Ariel and Caliban walk over and stand at the foot of the grave, looking down at the remains. Lightning crackles in the distance. Thunder rolls across the plain. The professor notices the growing tempest. He looks at Miranda and then Marc. Their eyes meet, exchanging what words cannot convey. The professor is worried about what will happen next. It seems he fears not only for his life but theirs.
Marc understands. As long as Ariel and Caliban thought Miranda was his daughter, she was untouchable. These Krell sentinels may have split off from the professor at some distant point several decades ago, being torn from the primal parts of his mind, but they never lost their respect for him. Now, though, they must see Miranda as a threat. The professor has been protecting her from them—and not without reason. For them, though, the dynamic has changed. He betrayed them. He misled them. There’s no telling how they’ll react to this other than that they’ll act in their own self-interest. They might be the product of the alien Krell machine, but they’ve inherited the professor’s human traits and even his mannerisms. Marc sees the way Caliban looks sideways at Ariel. Whereas once he fought to prevent her from fleeing, now he’s aligned with her. Now, they have a common cause.
Staring at them, Marc can’t help but wonder how long this alliance has been in play. Could it be that as soon as he and Emma decided to talk to them separately that they conspired together? The storm that battered the scout seemed determined but not violent, which makes Marc wonder if they’ve been working together for a while now, deceiving what they perceive as ‘dumb humans.’
Ariel doesn’t notice Caliban’s interest in her. She’s distracted. She kicks at the loose rocks at the base of the grave, asking, “How is this possible?”
“You,” the professor says, pointing to the caves at the base of the cliff behind them. Marc can see the old man is stalling. He’s trying to buy them some time. Marc edges closer to Miranda as the professor continues. “You were supposed to protect my family. You were supposed to be there for us, but you conspired with Carter. Together, you were going to leave for the stars. You abandoned us.”
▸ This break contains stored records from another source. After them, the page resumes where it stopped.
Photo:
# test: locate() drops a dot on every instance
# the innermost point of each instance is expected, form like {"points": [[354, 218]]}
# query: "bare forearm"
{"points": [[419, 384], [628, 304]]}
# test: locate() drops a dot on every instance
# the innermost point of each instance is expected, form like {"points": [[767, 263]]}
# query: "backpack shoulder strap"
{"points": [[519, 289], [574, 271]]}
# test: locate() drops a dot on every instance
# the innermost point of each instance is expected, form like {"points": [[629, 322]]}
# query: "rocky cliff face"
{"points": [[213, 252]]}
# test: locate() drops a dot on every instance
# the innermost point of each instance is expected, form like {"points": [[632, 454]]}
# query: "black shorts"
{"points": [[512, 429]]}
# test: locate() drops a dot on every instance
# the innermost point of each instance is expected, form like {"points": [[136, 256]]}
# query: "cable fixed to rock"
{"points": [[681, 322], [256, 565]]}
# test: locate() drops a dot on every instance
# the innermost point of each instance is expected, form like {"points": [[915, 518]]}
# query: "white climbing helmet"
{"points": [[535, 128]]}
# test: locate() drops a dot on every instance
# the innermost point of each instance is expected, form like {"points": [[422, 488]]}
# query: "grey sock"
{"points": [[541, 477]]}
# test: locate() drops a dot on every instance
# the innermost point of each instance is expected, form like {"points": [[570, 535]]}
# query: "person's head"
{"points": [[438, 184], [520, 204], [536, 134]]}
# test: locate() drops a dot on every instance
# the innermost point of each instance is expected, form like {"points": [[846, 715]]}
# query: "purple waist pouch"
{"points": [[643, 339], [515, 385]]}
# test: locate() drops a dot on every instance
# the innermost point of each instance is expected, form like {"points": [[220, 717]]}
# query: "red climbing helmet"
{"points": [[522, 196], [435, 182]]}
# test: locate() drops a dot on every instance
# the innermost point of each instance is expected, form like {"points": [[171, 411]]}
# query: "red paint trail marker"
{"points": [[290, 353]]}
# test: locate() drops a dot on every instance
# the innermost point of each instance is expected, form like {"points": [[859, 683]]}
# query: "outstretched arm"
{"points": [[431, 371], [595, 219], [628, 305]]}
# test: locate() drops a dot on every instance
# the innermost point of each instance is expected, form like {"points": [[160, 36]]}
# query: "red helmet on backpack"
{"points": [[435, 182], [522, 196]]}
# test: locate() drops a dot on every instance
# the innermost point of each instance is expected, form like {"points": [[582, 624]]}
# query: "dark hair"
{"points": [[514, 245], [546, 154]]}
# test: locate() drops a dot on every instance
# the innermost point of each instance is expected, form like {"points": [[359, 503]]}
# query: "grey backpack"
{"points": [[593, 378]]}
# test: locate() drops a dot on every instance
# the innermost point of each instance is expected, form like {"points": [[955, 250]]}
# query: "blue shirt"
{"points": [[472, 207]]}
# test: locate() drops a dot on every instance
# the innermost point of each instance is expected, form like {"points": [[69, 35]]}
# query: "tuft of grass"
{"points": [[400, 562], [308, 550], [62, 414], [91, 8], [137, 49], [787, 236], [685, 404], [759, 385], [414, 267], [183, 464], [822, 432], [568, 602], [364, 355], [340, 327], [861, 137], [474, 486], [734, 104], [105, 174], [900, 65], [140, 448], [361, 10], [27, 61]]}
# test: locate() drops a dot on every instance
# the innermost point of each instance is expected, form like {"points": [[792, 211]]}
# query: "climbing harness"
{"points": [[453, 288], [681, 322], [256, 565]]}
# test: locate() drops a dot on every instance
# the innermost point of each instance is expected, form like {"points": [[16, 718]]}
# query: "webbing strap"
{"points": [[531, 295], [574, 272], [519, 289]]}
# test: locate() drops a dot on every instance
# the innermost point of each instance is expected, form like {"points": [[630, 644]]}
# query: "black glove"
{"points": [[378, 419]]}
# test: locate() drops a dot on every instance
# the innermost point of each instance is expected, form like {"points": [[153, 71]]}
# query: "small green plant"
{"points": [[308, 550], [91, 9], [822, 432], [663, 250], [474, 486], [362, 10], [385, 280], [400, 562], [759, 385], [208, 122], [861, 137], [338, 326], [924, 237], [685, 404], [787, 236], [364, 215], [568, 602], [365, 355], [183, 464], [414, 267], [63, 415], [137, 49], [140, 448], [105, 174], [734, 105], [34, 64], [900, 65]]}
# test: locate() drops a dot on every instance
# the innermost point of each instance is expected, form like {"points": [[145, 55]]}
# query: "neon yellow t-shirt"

“But I didn’t kill her,” Ariel says.
“You might as well have,” the professor replies. “You left us. You were supposed to protect us. You said you’d stay. If you’d stayed. If you’d been here none of this would have happened. You knew the passage was unstable after the Krell machine came to life.”
“What happened?” Caliban asks.
“She fell. There was a quake. They both fell from the narrow ledge that leads to our home. Lisa and Miranda, but I could only reach one of them. My—My wife—Lisa. She slipped beneath the waves. M—Miranda was still breathing, but her body was broken. I tried. I did all I could but she was dead before I could get her home.”
“And us?” Ariel asks.
“And you. You were gone. You and Caliban were fighting over the wreckage of the Copernicus for months! You could have saved her, but you didn’t. When I needed you most, you abandoned me. If you’d been here, they’d both still be alive.”
Marc comes around beside Miranda. He takes her by the elbow, gently edging her away from the grave and toward the scout, but she resists, pulling away from him. She looks at him with disdain. He wants to say something but he doesn’t want to provoke Ariel or Caliban. At this point, it’s impossible to know what they’re going to do. This has come as a shock to them, but that’s playing to his advantage. Either of them could strike him down, but they’re still coming to grips with what’s been said. Ariel’s grand scheme to somehow leave this moon has unwound. From the way she looks at the professor, it’s clear she loves him in her own twisted, distorted way. That’s why she came back for him. Now, she’s struggling with the realization he never trusted her.